Last week, Musk filed a Schedule 13G form with the SEC on April 4 (read here, pdf), which quickly came under scrutiny once his pending board seat was announced. been announced, as the form is intended for investors who plan to remain passive in the affairs of a company. sitting on the board of directors is not really passive.
He solved this problem with an updated Scheduled 13D document (read here, pdf) that is suitable for an “active” investor, detailing his stock purchases, and noted an agreement not to try to buy more than 14 .9% of Twitter shares. Still, the amended documents aren’t enough to clarify the question of how long he waited to disclose his stock purchases and any answer that might come from the SEC.
Musk says he currently owns 9.1% of the shares outstanding with 73,115,038. Interestingly, while he remains Twitter’s largest individual shareholder, he does not hold the largest stake in the company. Protocol points out that mutual fund The Vanguard Group revealed on Friday that it now owns 82,403,665 shares, which is enough for a 10.29% share of the company, even if the ownership is distributed among all holders of funds.
That deal with the board is over, and now the new document is here, so what’s changed? The only significant difference is Section 4, which previously contained language limiting Musk to a 14.9% stake in the company. Now that language is gone, replaced with a note about what the declarer (Musk) “could” do, and it focuses on two specific things.
What the April 5 filing said:
On April 4, 2022, the Reporting Person and the Issuer entered into a letter of agreement (the “Agreement”) which provides that: (i) the Issuer will appoint the Reporting Person to the Board of Directors of the Issuer (the “Board”) to serve as a Class II director with a term expiring at the issuer’s 2024 annual meeting of shareholders; and (ii) so long as the Reporting Person serves on the Board and for 90 days thereafter, the Reporting Person shall not, alone or as a member of a group, become the beneficial owner of more than 14.9% of the shares of the Issuer. common stock then outstanding, including for these purposes economic exposure through derivatives, swaps or hedging transactions.
What the updated filing, filed on April 11, says:
From time to time, the reporting person may enter into discussions with the Board and/or members of the Issuer’s management team regarding, including without limitation, potential business combinations and strategic alternatives, the Issuer’s business, operations, capital structure, governance, management, strategy and other questions concerning the Issuer.

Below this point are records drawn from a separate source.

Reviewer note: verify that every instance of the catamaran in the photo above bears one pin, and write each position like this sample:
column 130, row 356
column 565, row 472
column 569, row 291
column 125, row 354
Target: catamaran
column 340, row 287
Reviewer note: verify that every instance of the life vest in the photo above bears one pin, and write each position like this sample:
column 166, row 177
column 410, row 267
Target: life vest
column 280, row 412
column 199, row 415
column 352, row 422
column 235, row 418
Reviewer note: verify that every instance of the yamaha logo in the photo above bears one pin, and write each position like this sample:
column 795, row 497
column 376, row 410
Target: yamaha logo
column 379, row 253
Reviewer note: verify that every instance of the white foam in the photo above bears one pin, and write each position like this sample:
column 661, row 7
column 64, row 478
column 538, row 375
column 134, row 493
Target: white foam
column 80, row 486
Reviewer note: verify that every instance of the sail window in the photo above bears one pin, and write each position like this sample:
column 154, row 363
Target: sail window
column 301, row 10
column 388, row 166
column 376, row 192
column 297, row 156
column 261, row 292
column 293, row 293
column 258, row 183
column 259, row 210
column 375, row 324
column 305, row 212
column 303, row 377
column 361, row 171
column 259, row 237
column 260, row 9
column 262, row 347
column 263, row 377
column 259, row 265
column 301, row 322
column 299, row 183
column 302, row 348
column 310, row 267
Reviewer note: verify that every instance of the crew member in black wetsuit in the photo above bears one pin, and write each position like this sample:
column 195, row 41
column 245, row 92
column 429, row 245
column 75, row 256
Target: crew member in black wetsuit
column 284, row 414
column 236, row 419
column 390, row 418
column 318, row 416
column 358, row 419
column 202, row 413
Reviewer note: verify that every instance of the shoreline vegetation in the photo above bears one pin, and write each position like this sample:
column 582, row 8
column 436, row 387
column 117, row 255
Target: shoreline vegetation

The declaring person may express its views to the Board and/or members of the Issuer’s management team and/or to the public through social media or other channels regarding the activity, products and service offerings of the Issuer.
In his letter to employees on Sunday evening, Twitter CEO Parag Agrawal mentioned from Musk that “we will remain open to his input,” and Elon’s letter suggests there will be plenty. How much of the discussions with the board and management versus social media thinking can determine how much of the “distraction” that Agrawal warned of actually happens.
It’s unclear what prompted Musk to inform the board on Saturday morning that he would not be joining them as a member, but it leaves his future plans unclear. In the document, Musk indicates that he has no plans to buy more shares of the company at this time (this is covered in point 4 of the new filing, as part of a series of prompts for the new shareholder), but also says that it “reserves the right to modify its plans at any time, as it deems appropriate.